NEW YORK — Mass shootings and attacks weighed heavily on the minds of Americans in 2015, according to a new poll that found most believe this year was worse for the world than last year.
A look at the key findings of The Associated Press-Times Square Alliance poll:
PREOCCUPIED BY MASS SHOOTINGS
Americans say the most important events of 2015 were a string of mass shootings, including the attacks in San Bernardino and Paris, plus Islamic State group atrocities.
Fifty-seven percent of those polled say this year was worse than the last year for the world as a whole, up from the 38 percent asked that question a year ago. Only 10 percent believe 2015 was a better year than 2014, while 32 percent think there wasn't much difference.
Americans also are much less likely than they were a year ago to believe that the current year was better for the United States — only 17 percent compared with 30 percent a year ago. Thirty-seven percent think this year was worse for the country than last year, while 44 percent don't think there was much difference.
On a personal level, fewer than a third (29 percent) believe 2015 was better for them than 2014, while 21 percent feel it was worse, compared with 15 percent in 2014.
Interviewed separately from the poll, Jason Pruitt, a 43-year-old corporate pilot from the Detroit area, said security concerns were a factor in deciding whether to take his wife and daughter along on a Christmas trip to New York.
"We were thinking about not coming this year, because of everything that's going on," Pruitt said. But they went ahead "because when you change your life, the terrorists win."
THREE EVENTS SHARE THE TOP SPOT
Of those polled, 68 percent listed mass shootings in the U.S. as very or extremely important news events this year, including the one in San Bernardino, Calif., that heightened fears of domestic terrorism, plus shootings in Charleston, South Carolina; Roseburg, Oregon; and Chattanooga, Tennessee.
Close behind, at 64 percent, were the Paris attacks that ushered in 2015, targeting Charlie Hebdo and the Jewish market, then the Bataclan concert hall and other city sites in November.
And third, at 63 percent, came the Islamic State group's various far-flung atrocities.
Commenting on the completed poll was 32-year-old J.P. Fury, working in a food truck in Times Square.
"At this point, I'm numb to all of it," he said. "This is nothing new. Every week there's a new shooting somewhere in America, and there's a new terrorist attack somewhere around the world."
Domestically, 44 percent of those polled rate as extremely or very important the deaths of blacks in encounters with police that sparked "Black Lives Matter" protests in Baltimore and Chicago.
Another 44 percent rate the deal reached to curtail Iran's nuclear program as important, and nearly as many (42 percent) Europe's migrant crisis.

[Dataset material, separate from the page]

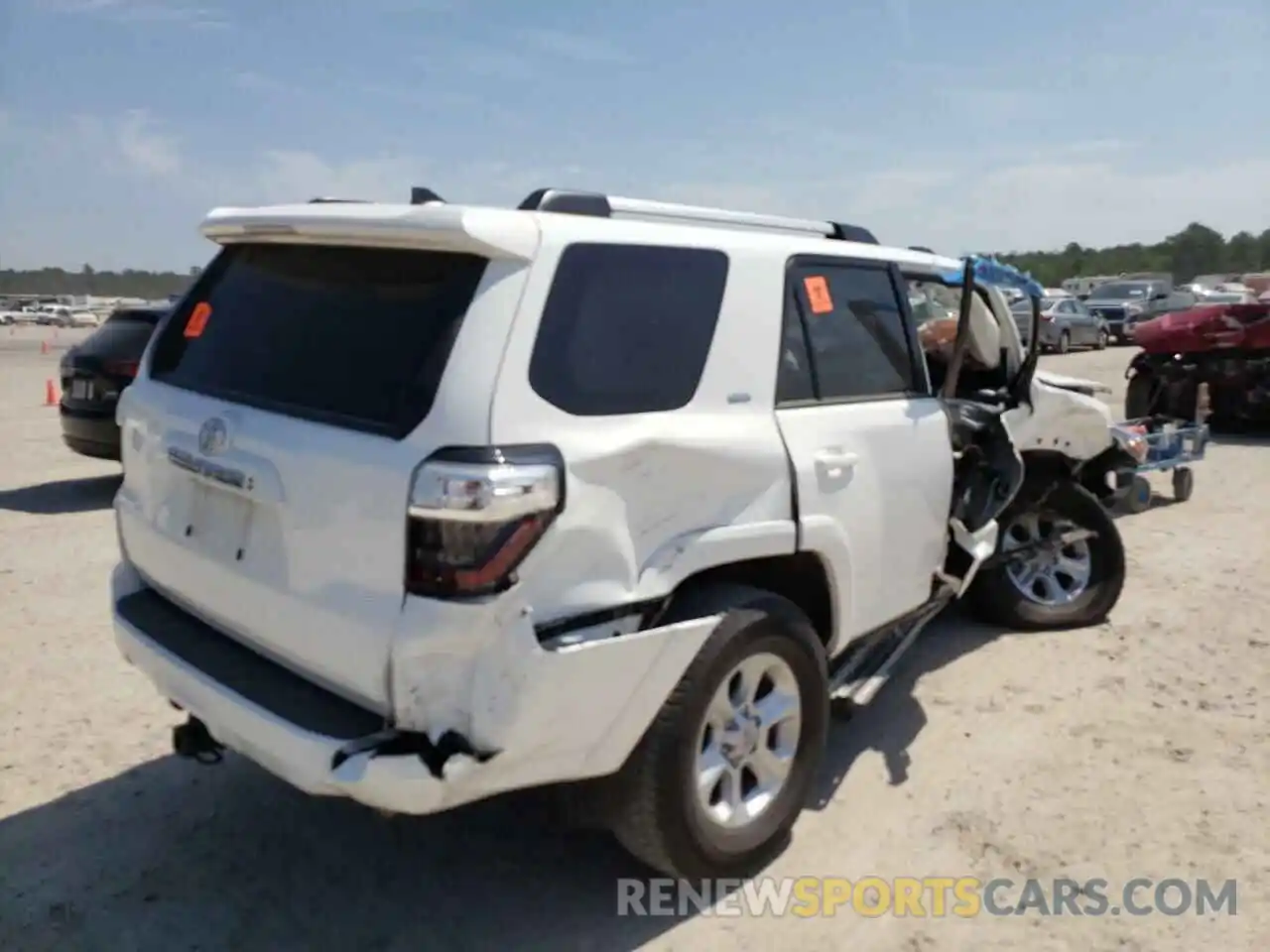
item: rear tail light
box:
[101,361,141,377]
[405,445,564,598]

Only 40 percent said the presidential race was important to them, with the Paris climate change conference right behind (at 38 percent), followed by the Supreme Court's legalization of gay marriage (36 percent) and the Cuban-U.S. thaw (30 percent).
RINGING IN THE NEW YEAR
Most Americans plan to celebrate New Year's Eve either at home (48 percent) or at the home of a friend or family member (20 percent). Another 9 percent plan to be at a bar, restaurant or organized event, while just under a quarter (22 percent) don't plan to celebrate at all.
A majority of Americans (56 percent) will watch the New Year's Eve events in Times Square, and 95 percent of those will see it on TV.
Those findings were similar to those of the past two years.
THE YEAR IN POP CULTURE
No single pop culture event of 2015 stands out, with fewer than four in 10 Americans rating any as memorable.
The eagerly awaited "Star Wars: The Force Awakens" was memorable only to 37 percent of those polled, and forgettable to 34 percent.
Bill Cosby's legal woes were memorable to 36 percent; forgettable to 33 percent.
Bruce Jenner becoming Caitlyn Jenner, with a highly orchestrated publicity campaign, was forgettable to 52 percent, and Taylor Swift's world tour to 55 percent.
The AP-Times Square Alliance Poll of 1,020 adults was conducted online Dec. 11-13, using a sample drawn from GfK's probability-based KnowledgePanel, which is designed to be representative of the U.S. population. The margin of sampling error for all respondents is plus or minus 3 percentage points.
The poll is a cooperative effort between AP and the organizers of the Times Square New Year's Eve Celebration, the Times Square Alliance and Countdown Entertainment. The Alliance is a nonprofit group that seeks to promote Times Square, and Countdown Entertainment represents the owners of One Times Square and the New Year's Eve Ball Drop.
Respondents were first selected randomly using phone or mail survey methods, and later interviewed online. People selected for KnowledgePanel who didn't otherwise have access to the Internet were provided access at no cost to them.